By Gregg S. Fisher, Founder, Head of Research& Portfolio Strategy, Gerstein Fisher
Gerstein Fisher has been managing portfolios for institutional and private investors since 1993. In this article, Mr. Fisher looks at the evidence that inflation is on the rise and suggests how investors might best seek protection.
Inflation updrafts and rising prices hits virtually everyone, but those on fixed incomes (like many care recipients) especially hard
Inflation has been subdued globally since 2009, but some key measures of inflation have shown life recently.
Looking back in history, we can observe that commodities, gold, real estate, and emerging-market stocks proved to win when inflation rates were high and during periods of unexpected jumps in inflation.
While predicting inflation movements is hard, a well-diversified portfolio with an allocation to hard assets seems prudent.
“INFLATION IS AS VIOLENT AS a mugger, as frightening as an armed robber, and as deadly as a hit man,” declared Ronald Reagan in 1978, when the U.S. inflation rate was 9% and rising.

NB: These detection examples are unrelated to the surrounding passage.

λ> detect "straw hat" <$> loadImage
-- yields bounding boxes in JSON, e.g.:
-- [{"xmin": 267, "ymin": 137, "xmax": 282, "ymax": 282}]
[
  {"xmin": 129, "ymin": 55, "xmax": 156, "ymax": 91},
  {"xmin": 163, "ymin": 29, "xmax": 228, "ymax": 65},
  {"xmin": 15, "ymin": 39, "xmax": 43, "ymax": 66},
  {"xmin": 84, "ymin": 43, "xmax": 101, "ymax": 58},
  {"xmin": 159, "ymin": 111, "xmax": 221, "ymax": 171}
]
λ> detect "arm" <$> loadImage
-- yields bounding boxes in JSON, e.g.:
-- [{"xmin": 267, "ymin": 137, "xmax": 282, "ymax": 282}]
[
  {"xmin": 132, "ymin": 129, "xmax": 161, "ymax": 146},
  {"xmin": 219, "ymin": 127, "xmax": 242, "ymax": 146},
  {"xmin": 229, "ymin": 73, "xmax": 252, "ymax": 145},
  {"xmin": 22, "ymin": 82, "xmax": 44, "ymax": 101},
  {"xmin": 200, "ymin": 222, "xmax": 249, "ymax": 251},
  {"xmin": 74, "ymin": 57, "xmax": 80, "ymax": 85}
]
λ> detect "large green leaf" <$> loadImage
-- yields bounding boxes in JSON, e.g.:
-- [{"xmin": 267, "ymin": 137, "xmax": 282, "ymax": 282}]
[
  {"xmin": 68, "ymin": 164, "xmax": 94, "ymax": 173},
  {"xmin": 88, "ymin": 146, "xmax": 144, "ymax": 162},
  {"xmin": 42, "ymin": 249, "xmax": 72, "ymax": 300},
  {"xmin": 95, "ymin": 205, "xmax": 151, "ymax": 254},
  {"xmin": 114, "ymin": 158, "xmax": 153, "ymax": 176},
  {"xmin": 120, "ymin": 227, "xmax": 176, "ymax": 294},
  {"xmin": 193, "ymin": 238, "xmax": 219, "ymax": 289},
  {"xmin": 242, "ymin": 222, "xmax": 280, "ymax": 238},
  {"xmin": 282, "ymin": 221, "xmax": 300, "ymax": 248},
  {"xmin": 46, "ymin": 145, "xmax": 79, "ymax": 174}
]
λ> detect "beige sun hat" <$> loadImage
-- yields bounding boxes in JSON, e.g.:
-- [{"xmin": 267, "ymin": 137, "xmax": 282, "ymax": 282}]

If you remember the late 1970s and early 1980s, you recall watching the prices of basic goods climb almost daily—and shuddering at 30-year-fixed mortgage rates that spiked to 18½%.
We’re not expecting to see anything like that in the foreseeable future—but even moderate inflation can upset the lifestyles of those who need regular care, many of whom subsist on fixed incomes. For that matter, rising prices can crimp the spending patterns of nearly everyone, including caregivers as well.
That said, a little inflation—in the 2% range or so—is usually a good thing, since it helps grease the economic wheels and keep wages rising. Indeed, for much of the time since the Global Financial Crisis bottomed out in 2009, the Federal Reserve and many other central banks around the world struggled to reach that number; most still haven’t.
Prices Tick Up
In the U.S., though, some prices and key measures of inflation expectations have sprung to life in recent months. For example, from June 2017 through late-January 2018, oil prices surged 54%, and the key broad-based commodities index gained 31%.
The economy is growing at a decent clip, the tax cuts should further stimulate growth, unemployment is at a low 4.1%, wages appear finally to be rising, and a weaker dollar should translate into higher prices for imports.
So if inflation is rising, what might investors do? To help answer that question, we reviewed more than 30 years of data about how different investment asset classes performed—under various inflationary environments.
We examined periods when inflation jumped unexpectedly and periods of low-, medium-, and high-inflation regimes.
Commodities Shined When Inflation Leaped
During periods of unexpectedly high inflation rates (as measured by the Consumer Price Index, or CPI), the winner was commodities—not surprising, since their prices typically respond quickly to inflation.
On average when inflation rose unexpectedly, commodities jumped nearly 28% over the following year. Other hard assets—gold and real-estate investment trusts, or REITs—also proved to be worthy hedges against inflation shocks.
But stocks from the world’s developing markets outperformed both gold and REITs, coming in with a one-year average return approaching 18%: more than twice as much as stocks from the U.S. and other developed markets.
The strong results in the emerging world reflect the heavy exposure that many of those countries have to natural-resource industries.
More on Comparative Performance
For our second study, we defined low inflation as a year-over-year CPI rate of less than 2.1%, moderate inflation as CPI growth of 2.1% to 3.2%, and high inflation as rates above 3.2%.
Many assets did best when inflation was at a moderate level—not surprising. But in high-inflation periods commodities once again took the crown, with an average 12-month return of 23.6%–though they suffered severe losses in low-inflation environments.
Second place was, once more, occupied by emerging-market stocks, which posted an average return of close to 19%.—but they also trailed U.S. and developed-international stocks when inflation was low. U.S. REITs and Treasury Inflation-Protected Securities (bonds indexed to inflation, known as TIPS) both posted double-digit returns when inflation was high—though REITs did much better in moderate-inflationary periods.
So what are investors to do? First, we urge them not to try to predict future inflation rates. It’s notoriously difficult to make accurate forecasts.
But since inflation—particularly when it comes in an unexpected burst—can play havoc with the performance of some asset classes, we think there’s a strong case for including some hard assets, such as commodities, gold, and real estate, in a diversified portfolio, along with a helping of emerging-market stocks.
For most investors, the allocations should be small. But we’d advise not ignoring these investment choices: Their typically protective features when inflation is high are, in our judgment, worth the trade-offs that come with them.
Whether or not caregivers or the people they tend to are investors, it’s wise for all concerned to keep an eye on inflation indicators, and prepare new spending and saving strategies if price increases become uncomfortable. No one should get caught unprepared in an inflation updraft.